DPA, May 7, 2008
Phnom Penh, Cambodia -- Cambodia and Thailand said on Tuesday that the border temple of Prey Vihear was not in dispute and Thailand would not obstruct it being accepted as a Unesco World Heritage Site.
"The process of listing the Preah Vihear temple as a World Heritage Site is a Cambodian internal affair," Cambodian spokesman Phay Siphon said. "Both governments agree to cooperate."
Siphon told journalists after a meeting between Cambodian Deputy Prime Minister Sok An and a Thai delegation led by Thai Permanent Secretary for Foreign Affairs Virasakdi Futrakul that the talks were cordial.

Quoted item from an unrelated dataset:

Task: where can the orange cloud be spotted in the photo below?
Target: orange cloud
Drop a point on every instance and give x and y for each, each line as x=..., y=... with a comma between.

The temple, known as Khao Phra Viharn in Thai and predating Angkor Wat by a century, is a sacred site to both nations but can only be accessed easily from the Thai side.
Despite Thai protests, it was awarded to Cambodia in 1962 by the International Court of Justice in The Hague but has historically remained a contentious issue between Thais and Khmers. In Thai, the temple is called Khao Phra Viharn.
Both sides are accused of deploying troops there in recent years, but on Tuesday, both sides were keen to be seen as in agreement.
Siphon declined comment about whether any other talks had been held on the two nations' still-disputed border demarcation or whether these have been as cordial.
Because of the rugged border terrain and a history of colonialism and war in Indochina, borders in the region remain a hot issue with potential mineral and oil reserves in the balance.
Siphon said he was not aware of a visit by World Heritage representatives to the temple this week, which diplomatic sources have said could go ahead.
In a speech to mark World Press Freedom Day over the weekend, Information Minister Khieu Kanharith was also conciliatory.
He urged journalists to keep their work on the temple issue factual and calm and not to incite problems that do not exist between the two neighbours.